Common Law Trademark Rights

By using a trademark, the trademark owner is given common law trademark rights

Before the Lanham Act in 1946, which established trademark law by statute, trademark law and the concept of trademarks as a property right developed in English common law. Common law trademark rights are acquired by use of the trademark. An 1879 US Supreme Court decision stated that a trademark “is a property right for the violation of which damages may be recovered in an action at law…” In other words, trademark owners can recover damages caused by trademark infringers by bringing a lawsuit based on their common law rights.

So how does the common law trademark rights work in practice? If Company X used ACME as a trademark for beer in the Boston area, Company X acquired common law trademark rights for ACME in connection with beer in Boston and the surrounding areas. If a third party infringed the common law rights of Company X by using ACME to sell beer in the Boston area, Company X could recover damages and prevent them from using the ACME trademark by suing their competitor for trademark infringement. However, a company in San Francisco could sell a beer called ACME in the Bay Area without infringing the Company X’s common law trademark rights to ACME in the Boston area.

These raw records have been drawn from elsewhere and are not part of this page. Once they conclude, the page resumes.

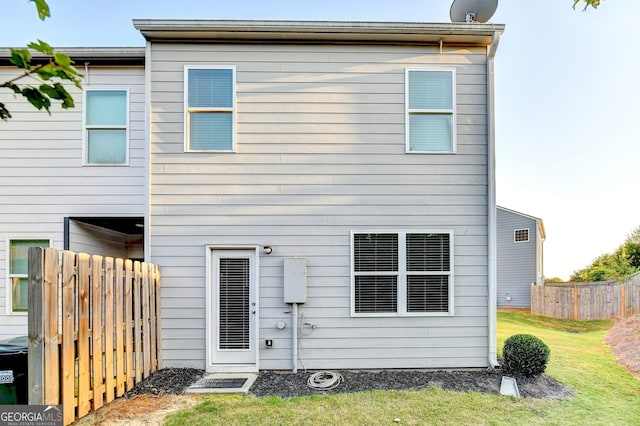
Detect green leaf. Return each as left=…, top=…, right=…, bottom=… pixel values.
left=53, top=52, right=72, bottom=68
left=0, top=103, right=12, bottom=121
left=57, top=83, right=75, bottom=109
left=4, top=82, right=22, bottom=95
left=30, top=0, right=50, bottom=21
left=21, top=87, right=52, bottom=113
left=27, top=39, right=54, bottom=56
left=35, top=63, right=57, bottom=80
left=9, top=49, right=32, bottom=69
left=573, top=0, right=600, bottom=11
left=39, top=84, right=63, bottom=100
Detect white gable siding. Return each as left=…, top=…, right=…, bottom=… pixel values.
left=0, top=65, right=146, bottom=340
left=149, top=43, right=489, bottom=369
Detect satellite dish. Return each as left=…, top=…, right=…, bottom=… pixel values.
left=450, top=0, right=498, bottom=23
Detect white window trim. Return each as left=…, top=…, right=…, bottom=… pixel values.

As demonstrated above, once a business begins using a trademark, it acquires common law rights to the exclusive use of that trademark for the goods and services it is used in connection with only within the geographic location the trademark is used. An issue that started to occur prior to the passage of the Lanham Act in 1946 was that trademark infringement was becoming common whereby infringers would purposely use large regional companies’ trademarks in areas the regional companies had not entered yet. To prevent bad faith infringers from escaping consequences of their bad faith trademark infringement, Congress passed the Lanham Act to give companies the opportunity to get trademark protection across the country. One of the main benefits of a federal trademark registration, is that it allows trademark owners the exclusive right to their trademark across the country rather than just in their geographically protected area under common law trademark rights.

 The Lanham Act, aka the Trademark Act of 1946, established the trademark registration system

Even though we have a federal trademark registration system today, common law trademark rights still exist. In some cases, a small company, or a company which will only be around for a short period of time, can rely on their common law rights to protect their trademarks. However, for any company looking to expand into several states, regions, or nationally, it makes sense to spend the time and money securing a federal trademark registration to be protected from trademark infringement across the country.